# Lacto-fermentation of hot peppers.



## mattychef (Oct 23, 2016)

I am lacto-fermenting some habanero peppers for an eventual hot sauce experiment. As of this point, the peppers (and some garlic) and in the brine. They have been there for about 48 hours now, at room temperature, in a sealed jar. Well, I took a whiff today, and it smelled just like human body odor: imagine sweaty underarms, and I mean exactly like it. Does this mean that my ferment has gone bad, or is it supposed to smell like that? Thanks!


----------



## chefwriter (Oct 31, 2012)

The short answer is that it is supposed to smell like that. 

Fermentation will produce slightly different smells depending on what is being fermented but all will have a similar aroma. when you first open the container, the smell will be intensely strong. After a minute or so, the smell should dissipate. You will still smell a body odor type smell but it won't be unpleasant. If it smells bad, like sewage or something really gross, it's spoiling. But that  will depend on whether or not your brine strength is correct. 

You said sealed jar. I would suggest you get an air lock, the kind used in beer and wine making. Or get a fermenting crock that has the 

water lock lid design. 

In either case, you want the fermentation to be able to release gas but avoid letting oxygen into the ferment. The air lock is also a great way to measure the fermenting time. The ferment will bubble very, very slowly. When it stops bubbling, the fermenting is done. This can take several weeks.   

Make sure you are keeping the habaneros below the surface of the brine. A large sealable plastic freezer bag filled with brine is a good method. 

Keep the brine 2-3 inches above the peppers. You may get some mold growth on the surface. Skim it off.
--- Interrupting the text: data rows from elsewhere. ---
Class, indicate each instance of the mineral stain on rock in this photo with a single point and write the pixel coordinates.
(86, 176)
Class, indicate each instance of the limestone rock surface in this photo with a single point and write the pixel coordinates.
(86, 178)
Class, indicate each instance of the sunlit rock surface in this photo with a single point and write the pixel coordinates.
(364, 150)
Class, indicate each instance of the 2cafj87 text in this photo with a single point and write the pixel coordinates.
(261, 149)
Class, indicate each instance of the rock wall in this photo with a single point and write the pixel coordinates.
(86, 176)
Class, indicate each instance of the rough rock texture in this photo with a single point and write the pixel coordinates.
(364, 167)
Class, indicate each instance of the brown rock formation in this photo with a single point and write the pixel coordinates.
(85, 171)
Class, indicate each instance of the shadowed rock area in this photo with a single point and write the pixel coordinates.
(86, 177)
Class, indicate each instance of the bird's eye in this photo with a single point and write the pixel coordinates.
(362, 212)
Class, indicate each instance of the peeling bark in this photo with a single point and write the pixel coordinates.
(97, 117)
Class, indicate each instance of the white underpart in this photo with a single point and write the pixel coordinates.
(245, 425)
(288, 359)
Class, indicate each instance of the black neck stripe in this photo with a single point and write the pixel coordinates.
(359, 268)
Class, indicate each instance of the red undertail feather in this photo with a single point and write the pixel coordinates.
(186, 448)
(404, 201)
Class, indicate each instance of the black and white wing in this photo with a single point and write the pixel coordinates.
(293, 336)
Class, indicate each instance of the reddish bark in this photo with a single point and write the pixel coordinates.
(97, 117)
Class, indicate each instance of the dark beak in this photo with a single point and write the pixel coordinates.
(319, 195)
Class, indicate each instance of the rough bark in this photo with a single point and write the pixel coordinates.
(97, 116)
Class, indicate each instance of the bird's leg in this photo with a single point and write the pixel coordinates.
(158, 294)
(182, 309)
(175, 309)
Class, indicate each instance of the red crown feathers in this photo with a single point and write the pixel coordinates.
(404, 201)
A white mold will also be present. skim that off as well.


----------



## mattychef (Oct 23, 2016)

Great, thanks very much!


----------



## pete (Oct 7, 2001)

Fermentation crocks and airlocks and such are great, but you can do ferments without them.  You just need a way to keep your product submerged underneath the brine, preferably by a couple of inches but even by an inch is fine.  You can do this by bags filled with water or weighted plates that fit just within your jars or crocks.  As long as the food is submerged you don't really even need a lid, let alone one that is sealed, which you really don't want or you could end up with exploding jars.  Until I got my fermentation crock I would just throw a towel over my crocks to keep dust and other things from falling into my ferments.  You will end up with some surface mold in these situations but it is harmless and can easily be skimmed off the surface.

As far as the smell goes, you are probably okay.  It was probably just really concentrated as  you had let it build up.  If you are using jars with lids, put them on and give them only about 1/8 - 1/4 of a turn, just so that they barely stay on.  This should give them plenty of give to allow gas to escape so that you don't get gas build up and repeat that experience or worse yet have your jars explode, which can be extremely dangerous if someone is near it when it happens.


----------



## teamfat (Nov 5, 2007)

I cold smoked some habaneros from my garden, then fermented them for about 30 days. The end result was a REALLY good hot sauce.  Hope to do another batch this summer.

mjb.


----------